Anatomical Services Committee Symposium

"HIPAA Compliance and the Use of PHI in Anatomical Donation, Education and Research"

Tuesday, July 10, 2018; 1:00- 2:30 PM


What is the Health Insurance Portability and Accountability Act of 1996 (HIPAA) and how does it apply to anatomical donations? The Anatomical Services Committee symposium will address this question and those related to the collection, use and dissemination of donor data from both compliance and ethical points of view.   If you have ever wondered if the Privacy Rule applies to your program operations, if the data you collect or disseminate for education and research constitutes Protected Health Information (PHI), or what types of information you can receive from a donation program for your teaching and research activities, the ASC is providing a forum for our expert speakers to breakdown the applicable regulations and discuss implications of using donor data in academic activities.  During this symposium, attendees will learn about collecting, protecting and disseminating data and will have an opportunity to have their questions answered during a moderated Q & A session.  If you wish to submit any questions in advance of the session, please contact David Conley: or Brandi Schmitt:


Thomas H. Champney, Ph.D.
University of Miami Miller School of Medicine

Dr. Thomas H. Champney earned his Ph.D. in Biomedical Research at the University of Texas Health Science Center at San Antonio in 1984. His research investigated the role of the pineal gland and its hormone melatonin on integrative physiology. He completed a postdoctoral fellowship at the University of Delaware investigating reproductive physiology and then accepted a faculty position at Texas A&M University’s College of Medicine. He spent 18 years at Texas A&M University teaching anatomy, histology and neuroanatomy to medical students while publishing over 50 research manuscripts on melatonin’s role in endocrinology, epilepsy and immune regulation. He also provided lectures on scientific ethics to graduate students and served on the Texas A&M University Institutional Animal Care and Use Committee.

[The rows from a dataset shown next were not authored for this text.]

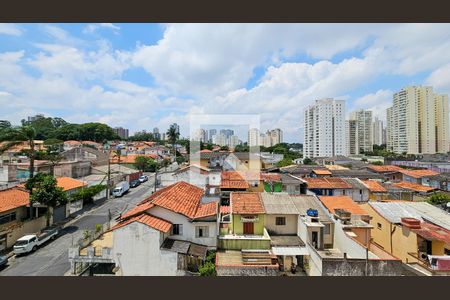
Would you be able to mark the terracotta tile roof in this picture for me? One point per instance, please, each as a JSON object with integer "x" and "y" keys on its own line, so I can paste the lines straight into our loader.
{"x": 419, "y": 173}
{"x": 206, "y": 210}
{"x": 246, "y": 203}
{"x": 13, "y": 198}
{"x": 322, "y": 172}
{"x": 225, "y": 209}
{"x": 140, "y": 208}
{"x": 180, "y": 197}
{"x": 374, "y": 186}
{"x": 68, "y": 183}
{"x": 271, "y": 177}
{"x": 234, "y": 184}
{"x": 385, "y": 168}
{"x": 413, "y": 186}
{"x": 149, "y": 220}
{"x": 433, "y": 233}
{"x": 342, "y": 202}
{"x": 327, "y": 183}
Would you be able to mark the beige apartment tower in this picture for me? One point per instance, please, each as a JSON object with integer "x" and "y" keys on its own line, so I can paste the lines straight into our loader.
{"x": 417, "y": 122}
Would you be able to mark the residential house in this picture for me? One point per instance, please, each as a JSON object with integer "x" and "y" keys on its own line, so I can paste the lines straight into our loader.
{"x": 377, "y": 191}
{"x": 331, "y": 186}
{"x": 244, "y": 229}
{"x": 166, "y": 234}
{"x": 14, "y": 216}
{"x": 390, "y": 172}
{"x": 403, "y": 229}
{"x": 418, "y": 176}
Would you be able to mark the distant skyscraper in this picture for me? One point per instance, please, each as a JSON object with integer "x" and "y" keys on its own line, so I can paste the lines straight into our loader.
{"x": 212, "y": 132}
{"x": 378, "y": 131}
{"x": 365, "y": 131}
{"x": 156, "y": 133}
{"x": 121, "y": 132}
{"x": 418, "y": 121}
{"x": 325, "y": 129}
{"x": 253, "y": 137}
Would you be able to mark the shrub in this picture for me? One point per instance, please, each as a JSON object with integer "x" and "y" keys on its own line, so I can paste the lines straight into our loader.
{"x": 207, "y": 269}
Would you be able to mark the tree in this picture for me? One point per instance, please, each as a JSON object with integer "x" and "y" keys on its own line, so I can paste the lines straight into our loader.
{"x": 145, "y": 164}
{"x": 284, "y": 162}
{"x": 45, "y": 192}
{"x": 439, "y": 198}
{"x": 172, "y": 136}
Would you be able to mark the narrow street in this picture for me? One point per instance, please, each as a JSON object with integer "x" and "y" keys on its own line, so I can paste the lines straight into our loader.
{"x": 52, "y": 259}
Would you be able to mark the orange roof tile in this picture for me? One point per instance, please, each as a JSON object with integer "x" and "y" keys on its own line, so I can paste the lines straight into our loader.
{"x": 246, "y": 203}
{"x": 342, "y": 202}
{"x": 327, "y": 183}
{"x": 149, "y": 220}
{"x": 322, "y": 172}
{"x": 13, "y": 198}
{"x": 419, "y": 173}
{"x": 374, "y": 186}
{"x": 206, "y": 210}
{"x": 413, "y": 186}
{"x": 68, "y": 183}
{"x": 385, "y": 168}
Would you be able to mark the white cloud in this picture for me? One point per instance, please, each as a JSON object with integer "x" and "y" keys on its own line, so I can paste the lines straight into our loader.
{"x": 10, "y": 29}
{"x": 91, "y": 28}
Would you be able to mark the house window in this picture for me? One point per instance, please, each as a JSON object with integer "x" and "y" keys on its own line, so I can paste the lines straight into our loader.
{"x": 177, "y": 229}
{"x": 201, "y": 231}
{"x": 280, "y": 221}
{"x": 8, "y": 218}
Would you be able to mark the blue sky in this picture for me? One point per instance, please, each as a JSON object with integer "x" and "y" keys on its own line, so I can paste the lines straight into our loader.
{"x": 144, "y": 75}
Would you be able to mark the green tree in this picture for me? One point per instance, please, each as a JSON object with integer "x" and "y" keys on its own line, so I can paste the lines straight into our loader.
{"x": 439, "y": 198}
{"x": 45, "y": 192}
{"x": 172, "y": 136}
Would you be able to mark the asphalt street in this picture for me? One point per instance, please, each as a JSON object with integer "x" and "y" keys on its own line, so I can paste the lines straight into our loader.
{"x": 52, "y": 259}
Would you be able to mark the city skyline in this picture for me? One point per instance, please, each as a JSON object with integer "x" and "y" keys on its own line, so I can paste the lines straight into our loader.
{"x": 130, "y": 75}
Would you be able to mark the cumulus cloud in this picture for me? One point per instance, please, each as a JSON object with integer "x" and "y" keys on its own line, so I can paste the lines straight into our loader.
{"x": 10, "y": 29}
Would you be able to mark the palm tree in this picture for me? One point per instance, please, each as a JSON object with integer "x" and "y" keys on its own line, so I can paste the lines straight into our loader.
{"x": 14, "y": 136}
{"x": 172, "y": 136}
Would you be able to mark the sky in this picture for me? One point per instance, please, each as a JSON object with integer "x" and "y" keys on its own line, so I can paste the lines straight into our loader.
{"x": 141, "y": 76}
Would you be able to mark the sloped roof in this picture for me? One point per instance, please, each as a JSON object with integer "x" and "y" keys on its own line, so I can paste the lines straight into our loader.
{"x": 149, "y": 220}
{"x": 394, "y": 211}
{"x": 342, "y": 202}
{"x": 13, "y": 198}
{"x": 374, "y": 186}
{"x": 419, "y": 173}
{"x": 68, "y": 183}
{"x": 413, "y": 186}
{"x": 246, "y": 203}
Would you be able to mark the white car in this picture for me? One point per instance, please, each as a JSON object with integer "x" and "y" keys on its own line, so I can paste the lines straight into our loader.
{"x": 143, "y": 178}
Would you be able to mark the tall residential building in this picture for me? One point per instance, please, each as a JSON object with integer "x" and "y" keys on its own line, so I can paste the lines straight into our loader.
{"x": 364, "y": 120}
{"x": 418, "y": 121}
{"x": 351, "y": 128}
{"x": 212, "y": 132}
{"x": 276, "y": 136}
{"x": 378, "y": 132}
{"x": 156, "y": 133}
{"x": 325, "y": 134}
{"x": 253, "y": 137}
{"x": 122, "y": 132}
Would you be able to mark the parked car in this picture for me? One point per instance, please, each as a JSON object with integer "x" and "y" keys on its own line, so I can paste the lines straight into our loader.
{"x": 143, "y": 178}
{"x": 3, "y": 261}
{"x": 135, "y": 183}
{"x": 31, "y": 242}
{"x": 121, "y": 188}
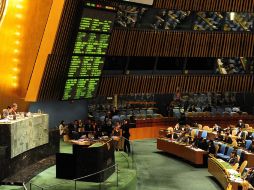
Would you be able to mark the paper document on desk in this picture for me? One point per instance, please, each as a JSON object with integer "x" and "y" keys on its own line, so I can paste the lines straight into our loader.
{"x": 232, "y": 171}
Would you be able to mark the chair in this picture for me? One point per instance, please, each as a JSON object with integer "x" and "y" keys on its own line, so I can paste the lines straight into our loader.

In 2003, Dr. Champney moved to St. George’s University in Grenada where he taught first year medical students histology and created a scientific ethics course that was required for all biomedical graduate students. In addition, he reviewed grants for the Office of Research Integrity that funded projects in research ethics and collaborated with investigators on objectives for research ethics courses. In 2008, he spent one year in Zurich, Switzerland, and attended seminars at the Biomedical Ethics program at the University of Zurich.

Dr. Champney accepted a faculty position at the University of Miami’s Miller School of Medicine in 2009 to teach first year medical students gross anatomy, histology and neuroanatomy. In 2010, he took over the coordination of the South Florida Willed Body Program for the State Anatomical Board. In addition, he joined the University’s Ethics Program (now the Institute for Bioethics and Health Policy). He helps teach the Responsible Conduct of Research course as well as teaching in a graduate level Research Ethics course. He has also written a module for the online ethics education program (CITI) on conflicts of commitment and conscience. He publishes commentaries on the ethical use of human tissues, notably the use of willed bodies, and is a member of the International Federation of Associations of Anatomists (IFAA) Medical Humanities and Ethics group.


Zane D Wagner
University of Minnesota

Zane Wagner is an attorney and a compliance officer at the University of Minnesota, where he works on privacy regulations and health law. Zane promotes HIPAA compliance by helping researchers, educators, and administrations understand the need for privacy and security efforts at every level of the organization. Drawing on his background in law and technology, he connects the dots between privacy policies and the day-to-day collection, use, and disclosure of health information.

Zane is a graduate of Washington State University and the University of Minnesota Law School. He holds the Certified Information Privacy Professional (CIPP/US) and Certified Information Privacy Technologist (CIPT) credentials from the IAPP. In his spare time, he enjoys programming and brewing beer.